Another country music icon gets the tribute treatment on the boot-stomping “Blame it on Waylon.” Thompson credits Waylon Jennings, a pioneer of the Outlaw Country movement of the 1970s, for his “don't care attitude and long hair and meaning every damn word I'm singing.”

“I think I was like 15 when I started digging old country and I heard Waylon and I guess there was just something infectious about the beat, his songs just stuck,” Thompson said. “Then I started learning the stories, about these guys spending late nights at honky tonks and you want to experience that, too.”

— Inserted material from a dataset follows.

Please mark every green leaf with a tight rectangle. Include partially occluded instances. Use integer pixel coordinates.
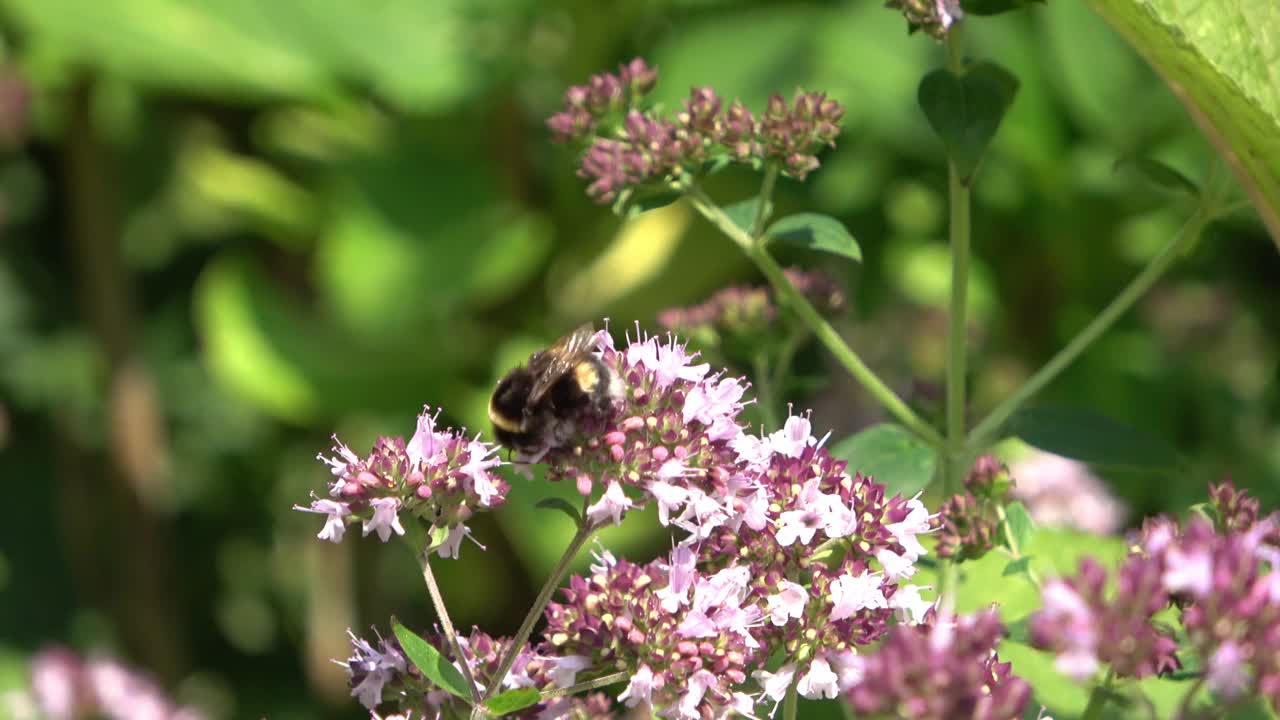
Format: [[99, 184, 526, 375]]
[[765, 213, 863, 262], [1002, 556, 1033, 578], [483, 688, 542, 716], [830, 424, 935, 498], [917, 62, 1020, 183], [960, 0, 1045, 15], [390, 619, 471, 700], [1087, 0, 1280, 247], [1114, 155, 1201, 196], [535, 498, 582, 527], [1007, 406, 1181, 471], [723, 197, 762, 237], [624, 191, 683, 218], [1003, 502, 1036, 552]]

The album “Way Out Here,” which cracked the Top 10 on Billboard’s country chart, received a third boost with the single “Won’t Be Lonely Long.” It starts out as a tear-in-the-beer ballad but quickly picks up speed and becomes a party declaration with a lesson: Don’t dump your man “at seven o'clock on a Friday night;” because he will go out to the nearest bar, drink a bunch of beer and have a good time.

“That was personal,” Thompson said. “Just about getting broken up with on a Friday night and how awesome it can be.”